Why Docker? Isolation and Reproducible Builds (Sanity)

Motivation for Isolation

Why isolate? Let’s consider two core concepts of a computer: Resources and Access

A computer has resources like RAM, CPU that allow programs to compute and complete. These programs have access to files in your file system and executable commands. Each program has difference privileges – program A may write to the database but not be allowed to delete the computer (rm -rf dot).

Hello Isolation. In cloud environments, it has grown popular to share compute by occupying partial space on shared servers. This sparked the need to create isolation of these resources and access among many customers.

History of Isolation

In the past cloud companies started with isolation on the hardware level (you get X RAM and Y CPU to run your own OS). This meant users had to set up their own Operating System. One day, we realized Linux runs 90% of the web servers in the world and if we assume a shared Linux OS, we can share the computers with a commonly installed OS.

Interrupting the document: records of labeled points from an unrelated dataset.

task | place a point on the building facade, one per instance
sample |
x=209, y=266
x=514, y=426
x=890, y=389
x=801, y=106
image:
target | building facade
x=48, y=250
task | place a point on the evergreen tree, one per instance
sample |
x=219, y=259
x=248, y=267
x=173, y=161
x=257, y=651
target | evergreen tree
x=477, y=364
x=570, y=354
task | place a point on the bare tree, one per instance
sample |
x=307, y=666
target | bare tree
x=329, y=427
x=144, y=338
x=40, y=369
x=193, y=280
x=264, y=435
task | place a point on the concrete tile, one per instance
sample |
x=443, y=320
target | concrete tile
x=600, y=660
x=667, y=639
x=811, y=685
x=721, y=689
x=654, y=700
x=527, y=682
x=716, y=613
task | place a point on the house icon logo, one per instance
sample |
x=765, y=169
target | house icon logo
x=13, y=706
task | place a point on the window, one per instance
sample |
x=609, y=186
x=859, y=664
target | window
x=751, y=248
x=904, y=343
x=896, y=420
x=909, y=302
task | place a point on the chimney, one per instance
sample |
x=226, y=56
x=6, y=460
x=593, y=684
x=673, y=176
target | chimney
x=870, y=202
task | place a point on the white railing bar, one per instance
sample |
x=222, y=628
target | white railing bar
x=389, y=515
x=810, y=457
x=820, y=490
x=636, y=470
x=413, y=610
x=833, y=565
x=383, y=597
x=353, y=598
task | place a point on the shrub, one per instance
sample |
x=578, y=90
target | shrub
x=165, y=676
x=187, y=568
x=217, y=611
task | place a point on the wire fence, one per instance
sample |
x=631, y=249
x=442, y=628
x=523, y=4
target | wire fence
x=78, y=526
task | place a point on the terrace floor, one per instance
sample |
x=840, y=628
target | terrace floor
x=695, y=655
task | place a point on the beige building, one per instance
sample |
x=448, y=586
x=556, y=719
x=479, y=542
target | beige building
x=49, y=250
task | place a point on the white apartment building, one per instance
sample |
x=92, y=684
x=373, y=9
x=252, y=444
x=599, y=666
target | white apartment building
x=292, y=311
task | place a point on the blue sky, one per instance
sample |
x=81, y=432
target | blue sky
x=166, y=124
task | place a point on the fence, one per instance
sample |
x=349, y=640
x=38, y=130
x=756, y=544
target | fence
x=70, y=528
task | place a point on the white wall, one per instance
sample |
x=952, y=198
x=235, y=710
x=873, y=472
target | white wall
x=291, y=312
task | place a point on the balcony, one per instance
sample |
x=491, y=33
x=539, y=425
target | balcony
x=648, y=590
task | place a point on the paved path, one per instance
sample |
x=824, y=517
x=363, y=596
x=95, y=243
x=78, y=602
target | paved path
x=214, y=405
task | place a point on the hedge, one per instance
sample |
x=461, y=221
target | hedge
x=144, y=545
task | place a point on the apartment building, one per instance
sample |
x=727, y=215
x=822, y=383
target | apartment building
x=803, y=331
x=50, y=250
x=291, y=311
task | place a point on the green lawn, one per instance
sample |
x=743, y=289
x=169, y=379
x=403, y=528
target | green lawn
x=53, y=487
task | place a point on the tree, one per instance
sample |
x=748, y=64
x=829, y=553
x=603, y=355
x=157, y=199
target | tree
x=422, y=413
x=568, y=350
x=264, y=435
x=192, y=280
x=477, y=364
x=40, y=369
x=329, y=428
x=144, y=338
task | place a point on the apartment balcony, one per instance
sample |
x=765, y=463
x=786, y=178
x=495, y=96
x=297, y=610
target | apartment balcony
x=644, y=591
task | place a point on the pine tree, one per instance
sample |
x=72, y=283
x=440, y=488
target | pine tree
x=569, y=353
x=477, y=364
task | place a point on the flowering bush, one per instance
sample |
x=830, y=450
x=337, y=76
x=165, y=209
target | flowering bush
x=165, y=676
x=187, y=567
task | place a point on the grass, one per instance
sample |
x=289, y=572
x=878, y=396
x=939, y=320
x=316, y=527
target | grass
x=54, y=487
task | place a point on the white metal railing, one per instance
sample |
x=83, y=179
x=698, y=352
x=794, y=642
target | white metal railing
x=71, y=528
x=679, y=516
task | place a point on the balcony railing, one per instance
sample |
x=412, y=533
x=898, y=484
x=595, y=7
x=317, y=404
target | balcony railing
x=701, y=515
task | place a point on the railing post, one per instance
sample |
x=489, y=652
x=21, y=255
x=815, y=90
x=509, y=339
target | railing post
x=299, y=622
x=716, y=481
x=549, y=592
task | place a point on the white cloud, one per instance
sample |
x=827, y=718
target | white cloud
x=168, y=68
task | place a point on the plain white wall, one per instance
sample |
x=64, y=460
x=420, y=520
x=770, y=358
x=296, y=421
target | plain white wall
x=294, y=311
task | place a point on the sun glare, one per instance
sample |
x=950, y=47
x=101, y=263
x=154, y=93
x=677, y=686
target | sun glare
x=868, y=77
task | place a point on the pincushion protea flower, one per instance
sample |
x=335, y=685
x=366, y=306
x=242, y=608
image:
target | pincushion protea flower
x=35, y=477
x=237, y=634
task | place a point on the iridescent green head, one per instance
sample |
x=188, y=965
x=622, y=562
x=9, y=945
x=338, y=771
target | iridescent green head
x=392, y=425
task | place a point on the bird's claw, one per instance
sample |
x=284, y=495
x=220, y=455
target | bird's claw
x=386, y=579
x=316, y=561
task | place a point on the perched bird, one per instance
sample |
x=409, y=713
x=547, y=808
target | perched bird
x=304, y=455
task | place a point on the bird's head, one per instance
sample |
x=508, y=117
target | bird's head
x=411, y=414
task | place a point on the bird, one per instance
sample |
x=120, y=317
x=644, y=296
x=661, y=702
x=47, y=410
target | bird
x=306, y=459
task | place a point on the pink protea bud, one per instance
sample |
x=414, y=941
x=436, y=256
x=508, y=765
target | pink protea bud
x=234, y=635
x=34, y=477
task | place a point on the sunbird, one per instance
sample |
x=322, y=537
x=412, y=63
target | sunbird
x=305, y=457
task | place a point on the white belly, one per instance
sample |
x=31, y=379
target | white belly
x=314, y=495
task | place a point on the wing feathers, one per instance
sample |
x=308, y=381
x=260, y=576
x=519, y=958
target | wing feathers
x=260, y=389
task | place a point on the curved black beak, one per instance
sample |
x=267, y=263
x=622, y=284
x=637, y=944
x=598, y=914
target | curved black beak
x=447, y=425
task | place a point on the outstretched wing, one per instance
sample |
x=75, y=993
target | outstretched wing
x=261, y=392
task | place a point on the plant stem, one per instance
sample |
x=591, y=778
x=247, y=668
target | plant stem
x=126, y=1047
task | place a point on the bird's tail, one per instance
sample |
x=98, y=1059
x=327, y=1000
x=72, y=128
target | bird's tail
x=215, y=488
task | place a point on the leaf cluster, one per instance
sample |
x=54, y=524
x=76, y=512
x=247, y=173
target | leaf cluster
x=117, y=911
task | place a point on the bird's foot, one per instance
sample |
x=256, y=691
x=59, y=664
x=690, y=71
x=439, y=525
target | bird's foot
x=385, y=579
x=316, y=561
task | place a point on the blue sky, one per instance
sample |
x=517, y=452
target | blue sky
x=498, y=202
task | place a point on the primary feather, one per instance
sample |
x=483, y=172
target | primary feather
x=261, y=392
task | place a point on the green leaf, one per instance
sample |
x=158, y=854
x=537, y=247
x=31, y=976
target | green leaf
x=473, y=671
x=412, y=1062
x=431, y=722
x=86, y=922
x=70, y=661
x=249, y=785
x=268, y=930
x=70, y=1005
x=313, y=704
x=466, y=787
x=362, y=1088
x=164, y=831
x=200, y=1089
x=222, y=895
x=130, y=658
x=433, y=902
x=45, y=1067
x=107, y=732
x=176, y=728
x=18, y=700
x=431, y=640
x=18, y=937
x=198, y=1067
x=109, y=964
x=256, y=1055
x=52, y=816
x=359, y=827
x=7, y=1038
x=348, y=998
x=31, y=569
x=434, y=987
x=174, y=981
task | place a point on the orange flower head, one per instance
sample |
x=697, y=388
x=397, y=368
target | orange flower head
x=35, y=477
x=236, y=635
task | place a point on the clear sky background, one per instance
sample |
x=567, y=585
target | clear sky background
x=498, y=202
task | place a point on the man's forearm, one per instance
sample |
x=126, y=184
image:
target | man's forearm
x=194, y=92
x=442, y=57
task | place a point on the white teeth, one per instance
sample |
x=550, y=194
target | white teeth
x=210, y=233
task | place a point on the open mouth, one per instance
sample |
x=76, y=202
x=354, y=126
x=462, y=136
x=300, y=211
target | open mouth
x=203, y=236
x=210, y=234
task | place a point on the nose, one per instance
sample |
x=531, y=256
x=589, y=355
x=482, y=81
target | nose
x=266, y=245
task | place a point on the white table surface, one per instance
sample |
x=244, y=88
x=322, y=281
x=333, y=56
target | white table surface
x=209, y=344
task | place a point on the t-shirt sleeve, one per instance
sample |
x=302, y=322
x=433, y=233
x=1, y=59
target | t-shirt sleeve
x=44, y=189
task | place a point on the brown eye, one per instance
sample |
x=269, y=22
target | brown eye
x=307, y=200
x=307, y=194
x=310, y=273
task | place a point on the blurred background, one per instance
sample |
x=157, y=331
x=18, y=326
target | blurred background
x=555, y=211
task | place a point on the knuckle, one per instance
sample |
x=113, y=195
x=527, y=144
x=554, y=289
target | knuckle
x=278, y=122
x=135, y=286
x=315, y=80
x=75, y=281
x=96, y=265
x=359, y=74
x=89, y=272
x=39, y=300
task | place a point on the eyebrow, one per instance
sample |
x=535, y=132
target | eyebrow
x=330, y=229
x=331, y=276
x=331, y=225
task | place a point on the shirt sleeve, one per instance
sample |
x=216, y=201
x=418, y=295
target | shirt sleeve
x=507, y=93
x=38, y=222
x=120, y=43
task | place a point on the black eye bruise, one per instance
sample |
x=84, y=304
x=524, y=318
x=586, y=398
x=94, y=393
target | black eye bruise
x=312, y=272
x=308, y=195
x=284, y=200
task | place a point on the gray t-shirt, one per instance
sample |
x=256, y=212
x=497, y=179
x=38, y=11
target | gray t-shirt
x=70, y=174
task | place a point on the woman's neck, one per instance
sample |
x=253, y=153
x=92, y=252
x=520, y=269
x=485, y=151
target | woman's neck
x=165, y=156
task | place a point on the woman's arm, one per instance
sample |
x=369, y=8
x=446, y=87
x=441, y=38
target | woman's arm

VMs -> Docker was not instant.

  • The industry created more lightweight tools over time. “chroot”, FreeBSD Jails, Solaris Zones, Linux namespace and cgroups. Many teams in large tech companies built their own tools in private.
  • Linux Containers (LXC) was released as a full solution.
  • Docker was introduced in 2013 at PyCon and its many advantages and developer experience changed software engineering forever.

Docker has progressed

  • Docker was built on Linux isolation tools (namespaces, cgroup) and this became the Docker Platform. Progressive, parts of Docker evolved.
  • Docker split “containerd” which is now used by Kubernetes to run containers
  • The Open Container Initiative created specs to standardize across platforms which helped avoid vendor for the industry
    • image spec
    • runtime spec
    • distribution spec

Motivation for Reproducible Builds

The Dev Lifecycle is: Write Code <-> Deploy

Deploying can be manual or declarative

An example of manual deploy:

  • You push code, say V1, which has dependencies D1, D2, and D3.
  • When new code is written, you need to deploy V2 – this means getting your code on the server witch git pull, rsync, ftp etc…
  • When new code is written again, you need to deploy V3, but remember that to update the dependencies to D2^V6 and D3^V2. AHH!

An example of a declarative deploy:

  • Your devs maintain manifest files which contain all the steps to deploy the app.
  • “Build” those “images” and publish them to the cloud.
  • To deploy, you pull the images and run the image. Done. Everything is included.